This just checks what processes and open files we have, to try and see why we're running into "too many open files"
Created attachment 408814 [details] Patch
This patch modifies the imported WPT tests. Please ensure that any changes on the tests (not coming from a WPT import) are exported to WPT. Please see https://trac.webkit.org/wiki/WPTExportProcess
Comment on attachment 408814 [details] Patch View in context: https://bugs.webkit.org/attachment.cgi?id=408814&action=review > LayoutTests/imported/w3c/web-platform-tests/tools/wptserve/wptserve/response.py:254 > + self.logger.debug(subprocess.check_output(["ps", "aux"]) missing parenthesis
Created attachment 408824 [details] Patch
Where are we running into "too many open files"? Any bug/radar with the details?

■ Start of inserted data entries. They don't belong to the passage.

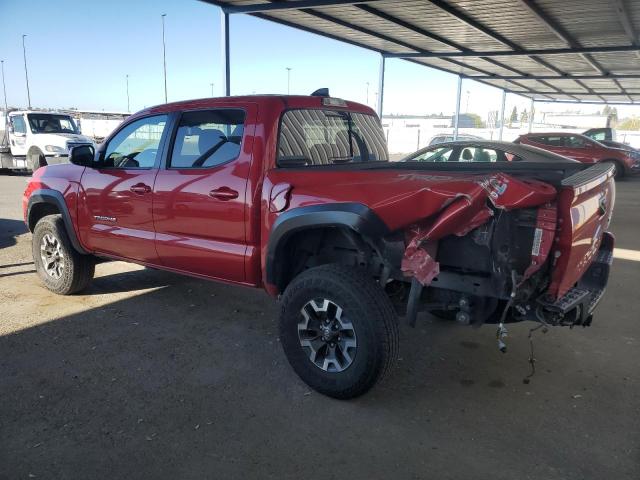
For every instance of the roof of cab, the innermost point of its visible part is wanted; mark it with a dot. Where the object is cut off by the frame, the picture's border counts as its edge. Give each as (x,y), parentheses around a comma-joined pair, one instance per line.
(280,101)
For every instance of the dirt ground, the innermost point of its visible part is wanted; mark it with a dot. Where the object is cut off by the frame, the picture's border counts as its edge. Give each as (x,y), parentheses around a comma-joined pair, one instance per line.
(153,375)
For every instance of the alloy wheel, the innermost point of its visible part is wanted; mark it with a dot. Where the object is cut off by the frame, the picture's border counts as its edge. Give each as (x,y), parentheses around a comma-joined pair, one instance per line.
(52,256)
(327,335)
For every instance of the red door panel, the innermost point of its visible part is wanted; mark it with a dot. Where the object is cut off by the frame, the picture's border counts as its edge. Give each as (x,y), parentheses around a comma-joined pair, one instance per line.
(199,214)
(116,213)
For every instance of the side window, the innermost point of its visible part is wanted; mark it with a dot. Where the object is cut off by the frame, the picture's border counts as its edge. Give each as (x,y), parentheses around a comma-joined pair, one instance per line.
(327,137)
(207,138)
(136,145)
(574,142)
(441,154)
(478,154)
(18,123)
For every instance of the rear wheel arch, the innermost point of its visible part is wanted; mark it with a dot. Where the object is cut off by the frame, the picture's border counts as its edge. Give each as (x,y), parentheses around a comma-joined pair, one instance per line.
(352,223)
(619,173)
(49,202)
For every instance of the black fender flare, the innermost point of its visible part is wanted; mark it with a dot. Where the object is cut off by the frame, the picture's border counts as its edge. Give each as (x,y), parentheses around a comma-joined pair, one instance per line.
(53,197)
(355,216)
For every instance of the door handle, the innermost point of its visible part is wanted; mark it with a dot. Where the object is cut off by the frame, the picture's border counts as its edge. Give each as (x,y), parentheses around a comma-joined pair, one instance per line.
(140,188)
(223,193)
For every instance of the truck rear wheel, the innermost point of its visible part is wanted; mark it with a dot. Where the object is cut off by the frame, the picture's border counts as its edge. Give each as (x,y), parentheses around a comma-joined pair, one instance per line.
(619,170)
(60,267)
(338,330)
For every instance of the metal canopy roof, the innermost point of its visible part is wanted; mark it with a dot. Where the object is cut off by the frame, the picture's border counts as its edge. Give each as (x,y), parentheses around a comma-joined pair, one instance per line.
(547,50)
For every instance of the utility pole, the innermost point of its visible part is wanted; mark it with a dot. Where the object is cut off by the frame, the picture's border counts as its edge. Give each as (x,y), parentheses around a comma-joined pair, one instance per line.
(164,58)
(26,74)
(4,88)
(128,110)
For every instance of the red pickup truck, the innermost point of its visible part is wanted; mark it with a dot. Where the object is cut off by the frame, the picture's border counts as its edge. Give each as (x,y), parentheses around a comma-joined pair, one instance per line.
(586,150)
(296,195)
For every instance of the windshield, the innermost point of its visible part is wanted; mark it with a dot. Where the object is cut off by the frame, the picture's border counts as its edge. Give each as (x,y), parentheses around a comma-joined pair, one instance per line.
(328,137)
(46,123)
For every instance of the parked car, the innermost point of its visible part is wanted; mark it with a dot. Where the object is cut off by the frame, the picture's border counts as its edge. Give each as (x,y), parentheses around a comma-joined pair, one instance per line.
(607,136)
(295,194)
(484,151)
(34,139)
(583,149)
(449,138)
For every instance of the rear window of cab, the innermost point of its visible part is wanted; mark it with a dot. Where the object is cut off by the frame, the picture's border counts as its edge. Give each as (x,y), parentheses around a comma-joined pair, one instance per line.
(311,137)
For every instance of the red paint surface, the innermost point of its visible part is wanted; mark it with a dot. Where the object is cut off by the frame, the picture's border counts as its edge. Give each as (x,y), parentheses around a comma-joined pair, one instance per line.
(179,225)
(591,152)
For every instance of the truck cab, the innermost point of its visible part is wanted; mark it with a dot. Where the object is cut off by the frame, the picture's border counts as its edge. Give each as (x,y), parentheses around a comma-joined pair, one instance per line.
(34,139)
(296,195)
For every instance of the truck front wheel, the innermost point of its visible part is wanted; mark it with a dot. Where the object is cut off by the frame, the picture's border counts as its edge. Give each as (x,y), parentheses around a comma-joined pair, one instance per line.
(60,267)
(338,330)
(36,159)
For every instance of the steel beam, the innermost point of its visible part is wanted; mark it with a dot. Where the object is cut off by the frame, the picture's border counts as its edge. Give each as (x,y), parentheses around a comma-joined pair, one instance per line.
(291,5)
(226,60)
(610,76)
(504,103)
(381,86)
(456,118)
(599,94)
(519,52)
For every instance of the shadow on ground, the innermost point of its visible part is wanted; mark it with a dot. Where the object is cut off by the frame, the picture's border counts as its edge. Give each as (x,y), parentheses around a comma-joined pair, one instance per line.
(187,380)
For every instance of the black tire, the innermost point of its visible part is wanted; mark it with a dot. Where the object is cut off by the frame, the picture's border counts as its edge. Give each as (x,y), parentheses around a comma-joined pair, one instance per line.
(619,173)
(77,270)
(368,310)
(36,159)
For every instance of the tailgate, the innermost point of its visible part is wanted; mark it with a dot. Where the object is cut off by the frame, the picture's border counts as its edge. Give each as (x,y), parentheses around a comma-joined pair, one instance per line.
(584,210)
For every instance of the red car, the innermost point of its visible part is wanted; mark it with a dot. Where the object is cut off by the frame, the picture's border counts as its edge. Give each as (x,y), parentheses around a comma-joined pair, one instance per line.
(584,149)
(296,195)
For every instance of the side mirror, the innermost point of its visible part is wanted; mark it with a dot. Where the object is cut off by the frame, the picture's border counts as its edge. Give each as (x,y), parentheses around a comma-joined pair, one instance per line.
(82,155)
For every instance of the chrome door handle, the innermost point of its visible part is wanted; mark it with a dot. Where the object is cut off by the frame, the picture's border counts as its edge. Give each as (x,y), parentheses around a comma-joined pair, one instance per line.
(223,193)
(140,188)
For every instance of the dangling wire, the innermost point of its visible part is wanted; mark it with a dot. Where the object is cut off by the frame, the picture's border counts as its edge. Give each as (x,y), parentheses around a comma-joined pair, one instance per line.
(532,359)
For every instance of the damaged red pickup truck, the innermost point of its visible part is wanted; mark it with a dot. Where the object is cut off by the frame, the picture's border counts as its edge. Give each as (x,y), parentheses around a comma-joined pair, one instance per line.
(296,195)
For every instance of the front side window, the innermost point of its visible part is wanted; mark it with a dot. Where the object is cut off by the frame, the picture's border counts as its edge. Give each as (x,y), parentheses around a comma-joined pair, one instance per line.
(440,154)
(574,142)
(599,136)
(327,137)
(19,126)
(136,145)
(478,154)
(551,140)
(46,123)
(207,138)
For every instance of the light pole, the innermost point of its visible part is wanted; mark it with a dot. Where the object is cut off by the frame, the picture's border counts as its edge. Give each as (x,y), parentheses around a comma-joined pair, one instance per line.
(26,74)
(128,110)
(164,58)
(4,88)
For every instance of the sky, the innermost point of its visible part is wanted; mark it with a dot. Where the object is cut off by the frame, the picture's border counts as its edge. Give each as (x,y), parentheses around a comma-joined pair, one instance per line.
(79,53)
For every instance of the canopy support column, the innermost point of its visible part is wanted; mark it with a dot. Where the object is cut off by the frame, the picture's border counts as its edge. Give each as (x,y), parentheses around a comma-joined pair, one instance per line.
(224,43)
(381,85)
(456,117)
(504,103)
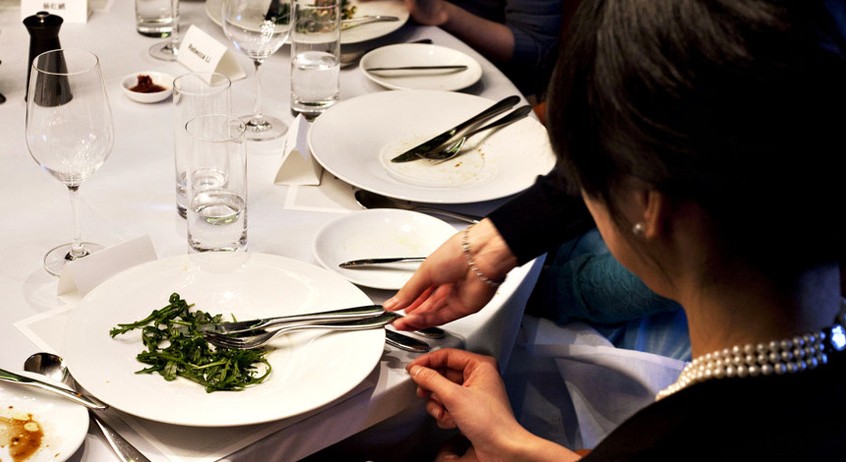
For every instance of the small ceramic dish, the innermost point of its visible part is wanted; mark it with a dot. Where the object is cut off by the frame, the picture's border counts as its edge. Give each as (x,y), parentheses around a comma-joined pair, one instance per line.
(134,86)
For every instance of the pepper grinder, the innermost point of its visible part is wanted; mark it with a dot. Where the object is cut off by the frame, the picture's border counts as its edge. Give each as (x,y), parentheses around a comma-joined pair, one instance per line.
(43,29)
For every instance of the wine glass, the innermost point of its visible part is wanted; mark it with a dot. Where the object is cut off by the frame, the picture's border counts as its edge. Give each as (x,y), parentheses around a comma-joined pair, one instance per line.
(169,49)
(69,131)
(258,28)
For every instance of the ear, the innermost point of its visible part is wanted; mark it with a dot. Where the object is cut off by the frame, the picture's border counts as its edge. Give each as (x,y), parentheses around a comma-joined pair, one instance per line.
(654,208)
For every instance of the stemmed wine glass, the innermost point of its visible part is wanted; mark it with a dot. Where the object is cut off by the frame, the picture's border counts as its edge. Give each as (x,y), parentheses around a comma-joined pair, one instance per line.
(69,131)
(258,28)
(169,49)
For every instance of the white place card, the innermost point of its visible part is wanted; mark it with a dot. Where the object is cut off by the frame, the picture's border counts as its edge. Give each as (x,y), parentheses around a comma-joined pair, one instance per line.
(80,276)
(71,11)
(298,165)
(200,52)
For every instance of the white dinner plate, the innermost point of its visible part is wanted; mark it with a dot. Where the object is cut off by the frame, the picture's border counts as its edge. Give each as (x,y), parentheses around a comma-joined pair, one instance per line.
(310,368)
(420,54)
(62,423)
(379,233)
(363,33)
(356,138)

See the see also bug: 215829 :)
Created attachment 408834 [details] Patch
Created attachment 408838 [details] Patch
This entire approach is doomed to failure, because lsof can block and make everything worse.
Comment on attachment 408838 [details] Patch View in context: https://bugs.webkit.org/attachment.cgi?id=408838&action=review > LayoutTests/imported/w3c/web-platform-tests/tools/wptserve/wptserve/response.py:257 > + self.logger.debug(subprocess.check_output(["ps", "aux"])) This ('ps aux' and 'lsof -P +c0') will produce huge amount of output (tens of thousands of lines). Are you sure you want to add that much output in the logs? Maybe you just need a count of number of lines of these. Also, when the machine is already running out of file handles, these commands might just slow down/hang the machine further. This might explain why https://ews-build.webkit.org/#/builders/30/builds/17561/steps/11/logs/stdio hanged with this patch.
We can manually run a job on one of the machines dumping lsof every few seconds, this way we could catch it right before the condition occurs. As long as it's not a super quick explosion, that could be good enough.